Oftentimes, well-meaning parents or grandparents set up a custodial account for their child under the Uniform Transfers to Minors Act (UTMA), but later realize they should not have done so. What then? This article will discuss why you may regret setting up a UTMA for your child. The next article will discuss ways to dismantle the account.
What Is a UTMA?
In a nutshell, a UTMA is a custodial account that legally belongs to the child, but is being overseen by a custodian (usually a parent) until the child comes of legal age and can take over the account himself or herself. In California, the legal age is 18, but may be 21 in other states. The custodian of the account may only use the money in the account “for the use and benefit of the minor,” which is quite broad, but certainly does not allow for withdrawals because a parent regrets putting in the money and wants to use it for other things.

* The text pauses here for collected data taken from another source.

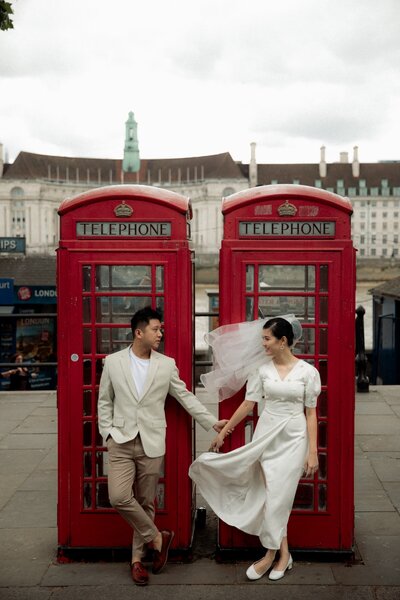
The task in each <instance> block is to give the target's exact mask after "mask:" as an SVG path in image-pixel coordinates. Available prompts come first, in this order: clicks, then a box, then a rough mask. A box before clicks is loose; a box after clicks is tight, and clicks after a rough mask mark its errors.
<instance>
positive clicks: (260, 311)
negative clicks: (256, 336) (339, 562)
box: [219, 185, 355, 552]
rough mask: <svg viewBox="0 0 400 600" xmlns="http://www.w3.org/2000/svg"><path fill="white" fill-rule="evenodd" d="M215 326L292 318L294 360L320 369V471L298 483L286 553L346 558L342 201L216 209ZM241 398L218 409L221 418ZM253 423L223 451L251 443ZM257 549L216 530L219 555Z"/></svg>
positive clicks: (257, 197) (252, 198) (351, 313)
mask: <svg viewBox="0 0 400 600" xmlns="http://www.w3.org/2000/svg"><path fill="white" fill-rule="evenodd" d="M222 212H223V214H224V240H223V242H222V248H221V254H220V257H221V261H220V290H221V292H220V323H221V325H224V324H227V323H235V322H239V321H246V320H248V321H250V320H253V319H257V318H262V317H264V316H268V317H272V316H277V315H281V314H288V313H294V314H295V315H296V316H297V318H298V319H299V320H300V321H301V323H302V327H303V339H302V341H301V342H300V343H299V344H297V346H296V348H295V354H296V355H297V356H298V357H299V358H304V359H305V360H307V361H309V362H311V363H312V364H313V365H315V367H316V368H317V369H318V370H319V372H320V376H321V381H322V393H321V395H320V397H319V400H318V409H317V410H318V453H319V471H318V473H316V474H315V476H314V478H313V479H302V480H301V481H300V483H299V487H298V490H297V495H296V499H295V503H294V507H293V511H292V515H291V518H290V521H289V527H288V538H289V543H290V546H291V548H292V549H296V550H308V551H311V550H319V551H322V550H327V551H328V550H329V551H337V552H349V551H351V549H352V544H353V525H354V524H353V521H354V508H353V447H354V394H355V392H354V296H355V250H354V248H353V245H352V241H351V228H350V216H351V213H352V208H351V204H350V202H349V201H348V200H347V199H345V198H342V197H340V196H337V195H335V194H332V193H329V192H326V191H324V190H320V189H315V188H311V187H306V186H296V185H275V186H262V187H257V188H253V189H250V190H246V191H244V192H239V193H238V194H234V195H232V196H229V197H227V198H225V199H224V200H223V204H222ZM242 398H243V393H239V394H236V396H235V397H234V398H232V399H229V400H226V401H224V402H222V403H221V405H220V418H228V417H229V416H230V415H231V414H232V412H233V410H234V409H236V407H237V406H238V404H239V402H240V401H241V400H242ZM256 419H257V415H255V414H254V415H250V416H249V418H248V419H247V420H246V422H245V424H244V426H242V427H237V428H236V430H235V431H234V432H233V434H232V436H231V437H230V439H229V438H228V439H229V443H230V446H228V445H227V448H226V450H228V449H233V448H236V447H238V446H240V445H242V444H243V443H245V441H248V440H250V439H251V436H252V432H253V429H254V425H255V422H256ZM257 545H259V541H258V539H257V538H255V537H253V536H249V535H246V534H243V533H241V532H240V531H238V530H237V529H235V528H233V527H230V526H228V525H226V524H224V523H222V522H221V523H220V528H219V546H220V549H221V550H224V549H225V550H228V549H235V548H236V549H238V548H248V547H252V546H253V547H254V546H257Z"/></svg>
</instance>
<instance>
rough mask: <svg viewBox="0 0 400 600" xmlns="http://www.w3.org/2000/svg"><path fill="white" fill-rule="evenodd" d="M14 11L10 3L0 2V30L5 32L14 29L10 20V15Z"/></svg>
mask: <svg viewBox="0 0 400 600" xmlns="http://www.w3.org/2000/svg"><path fill="white" fill-rule="evenodd" d="M13 14H14V11H13V9H12V6H11V2H5V1H4V0H0V29H1V30H2V31H6V30H7V29H14V25H13V22H12V19H11V15H13Z"/></svg>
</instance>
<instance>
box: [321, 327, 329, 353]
mask: <svg viewBox="0 0 400 600" xmlns="http://www.w3.org/2000/svg"><path fill="white" fill-rule="evenodd" d="M319 353H320V354H328V330H327V329H320V331H319Z"/></svg>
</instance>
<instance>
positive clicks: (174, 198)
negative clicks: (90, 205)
mask: <svg viewBox="0 0 400 600" xmlns="http://www.w3.org/2000/svg"><path fill="white" fill-rule="evenodd" d="M110 196H112V197H113V198H115V199H118V200H132V199H134V198H138V199H142V200H143V199H148V200H149V201H152V202H156V203H158V204H167V205H169V206H170V207H171V208H174V209H175V210H177V211H178V212H180V213H183V214H186V213H187V212H189V214H190V216H191V213H192V207H191V202H190V199H189V198H187V197H186V196H181V195H180V194H177V193H176V192H170V191H169V190H165V189H161V188H157V187H154V186H150V185H109V186H105V187H101V188H96V189H94V190H89V191H88V192H83V194H79V195H78V196H74V197H73V198H67V199H65V200H64V201H63V202H62V203H61V205H60V208H59V209H58V213H59V214H60V215H63V214H65V213H67V212H69V211H71V210H74V209H76V208H79V207H81V206H83V205H85V204H92V203H94V202H99V201H101V200H103V199H104V198H108V199H109V198H110Z"/></svg>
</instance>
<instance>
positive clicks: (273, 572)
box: [269, 554, 293, 581]
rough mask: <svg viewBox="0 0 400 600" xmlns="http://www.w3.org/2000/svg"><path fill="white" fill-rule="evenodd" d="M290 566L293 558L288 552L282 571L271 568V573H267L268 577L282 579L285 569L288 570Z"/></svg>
mask: <svg viewBox="0 0 400 600" xmlns="http://www.w3.org/2000/svg"><path fill="white" fill-rule="evenodd" d="M292 567H293V558H292V556H291V554H289V560H288V564H287V565H286V567H285V569H283V571H276V570H275V569H272V571H271V573H270V574H269V578H270V579H272V581H278V579H282V577H283V576H284V574H285V572H286V570H287V571H290V569H292Z"/></svg>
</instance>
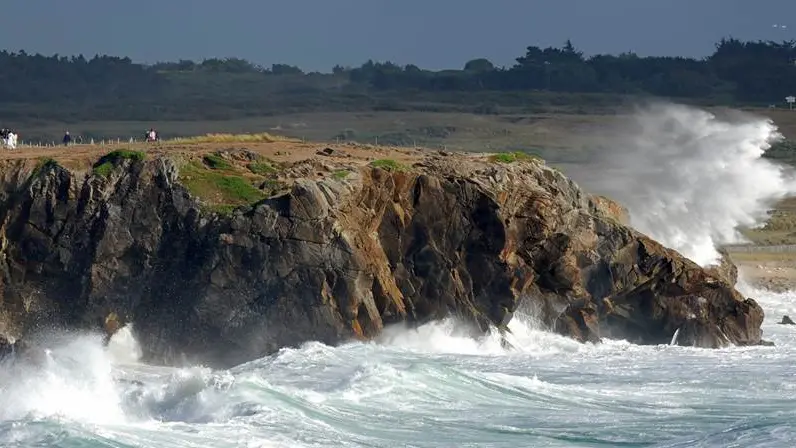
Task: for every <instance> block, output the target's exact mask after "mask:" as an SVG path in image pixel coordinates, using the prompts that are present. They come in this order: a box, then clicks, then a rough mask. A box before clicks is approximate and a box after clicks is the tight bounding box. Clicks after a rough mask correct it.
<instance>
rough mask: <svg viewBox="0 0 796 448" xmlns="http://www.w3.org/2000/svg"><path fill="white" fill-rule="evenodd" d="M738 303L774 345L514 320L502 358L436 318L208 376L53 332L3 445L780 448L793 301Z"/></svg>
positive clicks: (126, 338)
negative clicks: (647, 343)
mask: <svg viewBox="0 0 796 448" xmlns="http://www.w3.org/2000/svg"><path fill="white" fill-rule="evenodd" d="M747 290H748V288H747ZM748 292H749V293H753V294H754V295H755V296H756V297H758V298H759V301H760V302H761V305H762V306H763V307H764V309H765V311H766V315H767V318H766V321H765V323H764V330H765V337H766V338H767V339H768V340H771V341H773V342H775V343H776V346H774V347H748V348H737V347H736V348H726V349H721V350H709V349H697V348H689V347H680V346H674V345H659V346H638V345H633V344H630V343H627V342H624V341H606V342H605V343H603V344H599V345H592V344H585V345H584V344H580V343H577V342H574V341H572V340H570V339H567V338H564V337H560V336H557V335H554V334H551V333H548V332H545V331H541V330H538V329H536V328H537V327H536V326H535V325H534V323H533V321H532V320H530V319H528V318H524V317H522V316H520V317H518V318H517V319H515V320H514V321H513V322H512V324H511V326H510V327H511V330H512V332H513V335H512V336H513V337H512V342H513V344H514V345H515V347H514V348H513V349H504V348H502V347H501V344H500V339H499V337H498V336H497V335H495V334H490V335H486V336H484V337H483V338H480V339H472V338H468V337H465V336H459V335H457V325H456V323H455V322H453V321H451V320H446V321H441V322H436V323H431V324H428V325H425V326H423V327H420V328H418V329H416V330H410V329H406V328H390V329H388V331H386V332H385V334H384V336H383V337H382V338H381V339H379V340H378V341H373V342H368V343H362V342H352V343H349V344H343V345H340V346H337V347H331V346H326V345H323V344H319V343H307V344H305V345H303V346H301V347H300V348H292V349H283V350H281V351H280V352H279V353H277V354H274V355H273V356H268V357H265V358H262V359H258V360H255V361H252V362H249V363H247V364H244V365H240V366H237V367H235V368H232V369H229V370H211V369H208V368H203V367H200V366H196V367H187V368H168V367H153V366H146V365H142V364H139V363H138V362H137V361H136V358H137V356H138V348H137V345H136V343H135V341H134V339H133V338H132V337H131V332H130V331H129V329H125V330H123V331H121V332H120V333H118V334H117V335H116V336H114V339H113V340H112V342H111V344H110V345H109V346H108V347H107V348H105V347H103V346H102V344H101V339H100V338H99V336H97V335H88V334H83V335H79V334H72V335H68V336H62V337H61V338H60V339H59V340H58V341H54V342H53V345H52V346H51V348H50V351H49V352H48V354H47V357H46V359H45V360H44V361H43V365H35V366H34V365H20V364H15V365H11V364H6V365H4V366H2V367H0V446H2V447H9V448H10V447H43V446H48V447H75V448H77V447H81V448H86V447H164V448H165V447H398V446H400V447H476V446H478V447H526V446H527V447H548V446H550V447H553V446H562V447H564V446H567V447H570V446H571V447H597V446H601V447H605V446H623V447H642V446H644V447H686V446H687V447H693V446H703V447H733V446H738V447H769V446H770V447H782V446H791V445H792V444H793V440H796V407H794V406H793V394H794V392H796V368H794V367H793V360H794V357H796V328H794V327H791V326H782V325H778V324H776V323H775V322H776V321H777V320H778V319H779V318H781V316H782V315H783V314H787V313H789V312H790V313H791V314H793V311H794V308H796V293H792V292H791V293H782V294H773V293H767V292H760V291H748Z"/></svg>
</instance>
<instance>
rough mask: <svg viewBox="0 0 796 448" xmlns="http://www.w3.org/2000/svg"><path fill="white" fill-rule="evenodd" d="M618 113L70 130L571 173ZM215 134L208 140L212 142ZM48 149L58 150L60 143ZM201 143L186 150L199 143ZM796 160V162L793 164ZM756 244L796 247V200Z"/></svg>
mask: <svg viewBox="0 0 796 448" xmlns="http://www.w3.org/2000/svg"><path fill="white" fill-rule="evenodd" d="M748 112H751V113H754V114H758V115H763V116H767V117H769V118H771V119H772V120H773V121H774V122H775V123H776V125H777V126H778V127H779V129H780V131H781V132H782V133H783V135H785V137H787V138H789V139H794V140H796V111H790V110H785V109H752V110H748ZM622 118H623V115H622V112H621V111H619V113H618V114H583V113H538V114H506V115H477V114H467V113H440V112H389V111H382V112H319V113H299V114H286V115H279V116H267V117H249V118H244V119H238V120H232V121H166V122H159V123H148V122H109V121H94V122H84V123H78V124H74V123H73V124H70V125H69V126H68V129H69V130H70V132H71V133H72V135H73V136H75V138H76V139H77V140H78V141H80V140H82V141H84V142H87V141H89V140H90V139H91V138H94V139H95V140H96V141H101V140H102V139H116V138H119V139H121V140H122V141H126V140H128V139H129V138H131V137H132V138H135V139H137V140H140V139H141V138H142V137H143V135H144V132H145V131H146V130H148V129H149V128H151V127H155V128H156V129H158V131H159V132H160V134H161V136H162V137H163V138H166V139H174V138H180V137H184V136H195V135H200V136H202V137H198V139H199V140H202V141H213V142H222V141H227V142H230V143H232V142H239V143H244V142H242V141H240V139H239V138H237V137H236V136H235V134H244V133H256V134H257V136H253V137H249V139H254V140H252V141H258V139H260V140H262V139H264V140H262V141H268V140H280V139H285V138H287V139H297V140H306V141H315V142H335V143H344V142H357V143H366V144H368V143H369V144H376V145H382V146H384V145H387V146H396V147H424V148H431V149H443V148H444V149H447V150H459V151H474V152H504V153H514V152H515V151H524V152H527V153H532V154H535V155H538V156H540V157H542V158H544V159H545V160H547V161H548V163H549V164H551V165H552V166H556V167H558V168H560V169H561V170H562V171H564V172H567V170H568V167H572V166H582V165H583V164H588V163H589V160H590V156H591V155H593V154H594V152H595V151H598V150H599V144H598V143H595V142H599V141H600V139H601V138H602V137H610V132H612V131H611V125H612V124H613V123H616V122H617V120H621V119H622ZM65 129H66V127H65V126H64V125H62V124H55V123H51V124H40V125H37V126H35V127H31V128H29V129H22V130H20V132H21V133H22V140H23V141H24V140H25V135H26V133H27V134H29V135H60V134H62V133H63V131H64V130H65ZM208 134H211V135H208ZM53 140H54V141H51V142H44V143H55V144H57V143H58V141H57V140H56V139H55V138H54V139H53ZM199 140H197V137H192V138H189V139H187V140H185V142H186V143H189V142H194V141H199ZM794 161H796V157H795V158H794ZM744 234H745V235H746V236H747V237H748V238H749V239H751V240H752V241H753V242H754V243H756V244H766V245H772V244H796V199H788V200H785V201H783V202H782V203H781V204H779V205H778V206H777V208H776V210H775V211H773V213H772V218H771V220H770V222H769V223H768V225H767V226H766V227H765V228H763V229H748V230H744Z"/></svg>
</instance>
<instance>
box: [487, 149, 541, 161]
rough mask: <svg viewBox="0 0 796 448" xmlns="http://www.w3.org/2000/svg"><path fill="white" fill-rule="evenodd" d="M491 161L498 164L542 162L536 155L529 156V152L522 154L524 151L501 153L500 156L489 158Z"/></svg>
mask: <svg viewBox="0 0 796 448" xmlns="http://www.w3.org/2000/svg"><path fill="white" fill-rule="evenodd" d="M489 160H490V161H492V162H498V163H514V162H519V161H523V160H541V158H540V157H539V156H537V155H535V154H529V153H527V152H522V151H514V152H501V153H498V154H494V155H492V156H491V157H490V158H489Z"/></svg>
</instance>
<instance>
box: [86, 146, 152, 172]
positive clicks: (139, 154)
mask: <svg viewBox="0 0 796 448" xmlns="http://www.w3.org/2000/svg"><path fill="white" fill-rule="evenodd" d="M145 158H146V154H144V153H143V152H141V151H132V150H129V149H119V150H116V151H112V152H109V153H108V154H105V155H104V156H102V157H100V159H99V160H98V161H97V163H95V164H94V166H93V170H92V171H93V172H94V174H95V175H97V176H100V177H108V176H109V175H110V174H111V172H112V171H113V169H114V168H115V167H116V166H117V165H118V164H119V163H120V162H121V161H123V160H132V161H133V162H140V161H143V160H144V159H145Z"/></svg>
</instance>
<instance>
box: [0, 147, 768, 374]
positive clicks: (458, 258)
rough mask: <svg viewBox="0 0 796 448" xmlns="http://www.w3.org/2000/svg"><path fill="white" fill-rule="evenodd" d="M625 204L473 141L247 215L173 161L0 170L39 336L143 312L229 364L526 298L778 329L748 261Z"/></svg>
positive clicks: (379, 331)
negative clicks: (707, 248) (746, 293)
mask: <svg viewBox="0 0 796 448" xmlns="http://www.w3.org/2000/svg"><path fill="white" fill-rule="evenodd" d="M313 163H314V162H311V161H308V162H306V163H298V164H296V165H294V166H293V167H291V168H290V170H287V172H288V174H289V175H290V176H294V177H301V176H303V175H305V174H307V175H309V176H311V175H312V174H313V173H315V172H316V171H317V170H316V169H313V166H314V165H313ZM600 204H602V205H600ZM617 213H619V209H616V208H615V207H613V206H611V205H610V204H608V203H607V202H606V201H603V200H595V199H594V198H593V197H591V196H589V195H587V194H585V193H583V192H582V191H581V190H580V189H579V188H578V187H577V186H576V185H575V184H574V183H573V182H571V181H570V180H569V179H567V178H566V177H564V176H563V175H562V174H560V173H559V172H557V171H555V170H553V169H550V168H548V167H546V166H544V164H543V163H540V162H537V161H524V162H515V163H512V164H494V163H491V162H488V161H486V160H481V159H475V158H470V157H466V156H457V155H455V154H454V155H450V156H447V157H438V156H433V155H431V156H429V158H427V159H425V160H424V161H423V162H422V163H419V164H416V165H415V168H414V171H412V172H400V171H396V172H390V171H385V170H381V169H371V168H368V167H363V168H361V172H360V173H358V174H357V173H355V174H354V175H352V176H348V177H347V178H346V181H345V182H337V181H334V180H323V179H321V180H312V179H308V178H303V179H298V180H296V181H295V182H294V183H293V185H292V187H290V190H289V191H288V192H287V193H285V194H283V195H280V196H276V197H272V198H270V199H267V200H264V201H261V202H259V203H258V204H257V205H256V206H254V207H249V208H243V209H241V210H238V211H236V212H235V213H233V214H229V215H205V214H204V213H203V212H202V207H200V203H199V201H198V200H197V199H196V198H193V197H192V196H191V195H190V194H189V192H188V191H187V190H186V189H184V188H183V187H182V186H180V185H179V182H178V179H177V169H176V167H175V165H174V164H173V163H172V162H170V161H169V160H168V159H158V160H151V161H148V162H135V163H132V162H130V161H125V162H123V164H122V166H120V167H118V168H117V169H115V170H114V171H113V173H112V174H111V176H110V178H108V179H98V178H97V177H91V176H90V177H88V178H83V177H82V176H79V175H77V174H74V173H71V172H69V171H67V170H65V169H63V168H61V167H59V166H58V165H56V164H51V165H46V166H45V167H43V168H42V169H40V170H38V171H36V172H35V173H33V174H30V169H29V167H27V166H24V164H19V165H16V166H11V167H6V171H5V172H2V173H0V217H2V220H0V222H2V226H0V241H3V242H4V243H3V245H2V246H0V247H1V249H0V252H1V255H2V257H0V283H1V284H2V285H3V286H4V288H3V290H2V302H0V303H2V305H0V307H2V309H0V311H7V312H9V315H13V316H16V317H15V318H14V320H15V321H14V322H13V324H14V327H15V328H20V329H22V333H23V334H24V333H25V332H30V331H32V330H33V329H34V328H36V327H37V325H39V324H40V323H41V322H46V323H48V324H49V325H53V326H65V327H78V328H96V329H98V330H102V331H105V332H106V333H109V331H108V328H109V327H111V330H113V329H114V328H115V329H118V327H119V326H120V325H121V324H122V323H123V322H122V319H120V318H119V317H118V316H125V317H124V323H126V322H128V321H129V322H132V323H133V324H134V328H135V330H136V333H137V337H138V339H139V342H140V343H141V345H142V348H143V350H144V355H145V357H146V358H147V359H148V360H150V361H153V362H172V361H174V360H176V359H182V358H183V357H185V358H187V359H188V360H193V361H203V362H206V363H210V364H214V365H230V364H235V363H238V362H242V361H247V360H250V359H253V358H256V357H260V356H263V355H265V354H268V353H272V352H274V351H275V350H278V349H279V348H281V347H284V346H291V345H296V344H299V343H302V342H305V341H309V340H317V341H322V342H326V343H337V342H340V341H344V340H349V339H351V338H365V339H367V338H371V337H373V336H375V335H377V334H378V333H379V332H380V331H381V330H382V328H384V326H385V325H389V324H391V323H396V322H409V323H412V324H419V323H423V322H426V321H428V320H432V319H438V318H442V317H445V316H450V315H455V316H458V317H459V318H460V319H462V320H464V321H467V322H471V323H473V324H474V326H475V327H477V328H480V329H482V330H484V329H486V328H488V327H489V326H490V325H495V326H497V327H498V328H501V329H504V328H505V326H506V324H507V323H508V322H509V321H510V319H511V318H512V316H513V314H514V312H515V311H516V310H517V309H518V307H519V306H520V304H521V303H520V302H521V300H526V301H531V302H532V303H531V305H533V308H535V309H538V310H540V315H539V318H540V319H542V320H543V321H544V322H545V323H546V324H548V325H550V327H551V328H555V329H556V330H557V331H559V332H561V333H563V334H567V335H571V336H573V337H574V338H576V339H578V340H581V341H594V342H596V341H599V340H600V338H602V337H605V336H611V337H620V338H626V339H629V340H632V341H634V342H638V343H645V344H660V343H669V341H670V340H671V337H672V335H673V334H674V332H675V331H677V330H678V329H680V336H679V338H678V341H679V343H681V344H686V345H692V344H693V345H698V346H703V347H718V346H722V345H725V344H728V343H734V344H741V345H747V344H757V343H760V342H761V331H760V324H761V322H762V319H763V312H762V310H761V309H760V307H759V306H758V305H757V303H755V301H754V300H752V299H745V298H744V297H742V296H741V295H740V294H739V293H738V292H737V291H736V290H735V289H733V287H732V284H731V283H730V281H729V280H731V277H732V276H729V277H725V276H724V275H718V274H716V273H711V272H710V271H706V270H704V269H702V268H700V267H699V266H697V265H696V264H694V263H692V262H691V261H689V260H687V259H685V258H683V257H682V256H681V255H680V254H678V253H677V252H675V251H673V250H669V249H666V248H664V247H662V246H661V245H659V244H657V243H655V242H654V241H652V240H650V239H649V238H647V237H645V236H643V235H641V234H639V233H638V232H636V231H634V230H633V229H631V228H628V227H626V226H625V225H623V224H622V223H621V221H622V219H620V218H621V217H622V215H621V213H619V214H617ZM109 310H113V313H115V314H114V316H116V317H115V318H113V319H110V318H109V314H108V313H109ZM113 331H115V330H113Z"/></svg>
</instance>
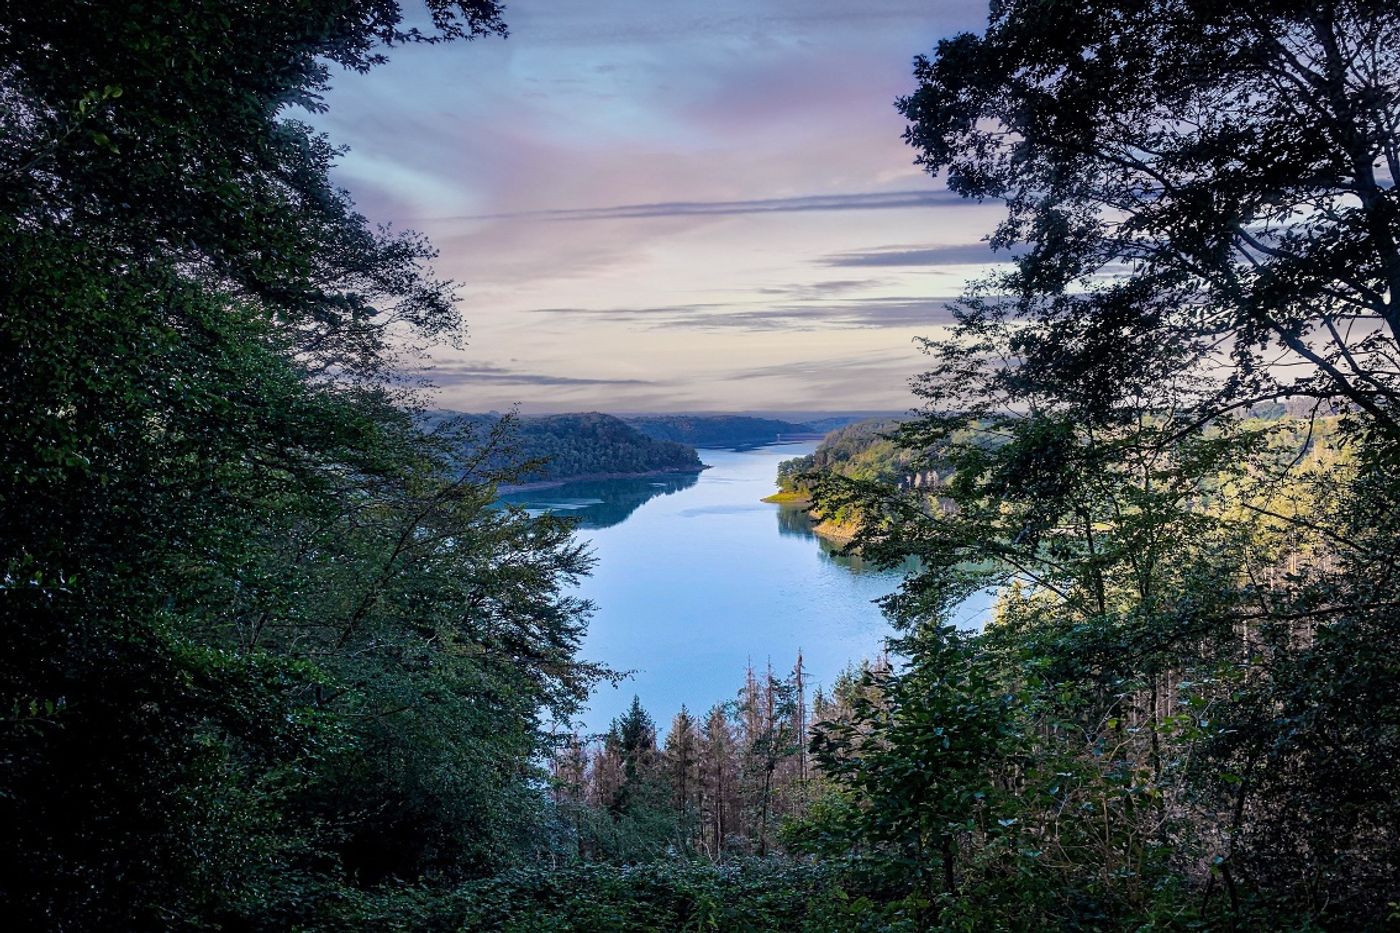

Why You Might Want to Undo a UTMA
UTMAs are easy to set up. Many brokerages and banks will gladly set up an account without fully disclosing all the pros and cons of using this type of estate planning vehicle. People often think UTMAs are cheap and easy alternatives to setting up a child’s trust (which requires professional attorney services) and thus go down the UTMA road without realizing all the issues that might arise.
Here are some common problems with UTMAs that make parents regret creating one for their child:
- Your teenager is a teenager. Many parents who set up the account when their child is still young think that it would be a good way to provide their kids with financial aid for college. Unfortunately, until their child is on the cusp of taking over the entire large sum, they may not realizethat their 18-year-old is not mature enough to handle all of that money wisely. Perhaps their child, like any normal teenager, differs in her view of how that money should be spent (e.g. on trips abroad instead of tuition bills).
- Hurting financial aid options. On the other end of the spectrum, parents may regret setting up the UTMA because it actually significantly restricts their child’s eligibility for financial aid. The account is seen as the child’s asset and thus most financial aid formulas impose a penalty for those funds.
- They need the money back. Sometimes parents put in a large amount of money in a child’s UTMA and then realize at a later point that the money can be better spent elsewhere. Perhaps they suddenly hit an unexpected patch of unemployment or illness, or they need the money for a down payment on the perfect family home.
- Surprise siblings. It may be the case that a parent set up a UTMA for a child thinking that they were done growing their family, and then later on unexpectedly had another child or adopted. If the parents are not wealthy enough to set up comparable UTMAs for their newer additions, they may regret giving so much to the first child and sowing possible seeds of discord among the siblings.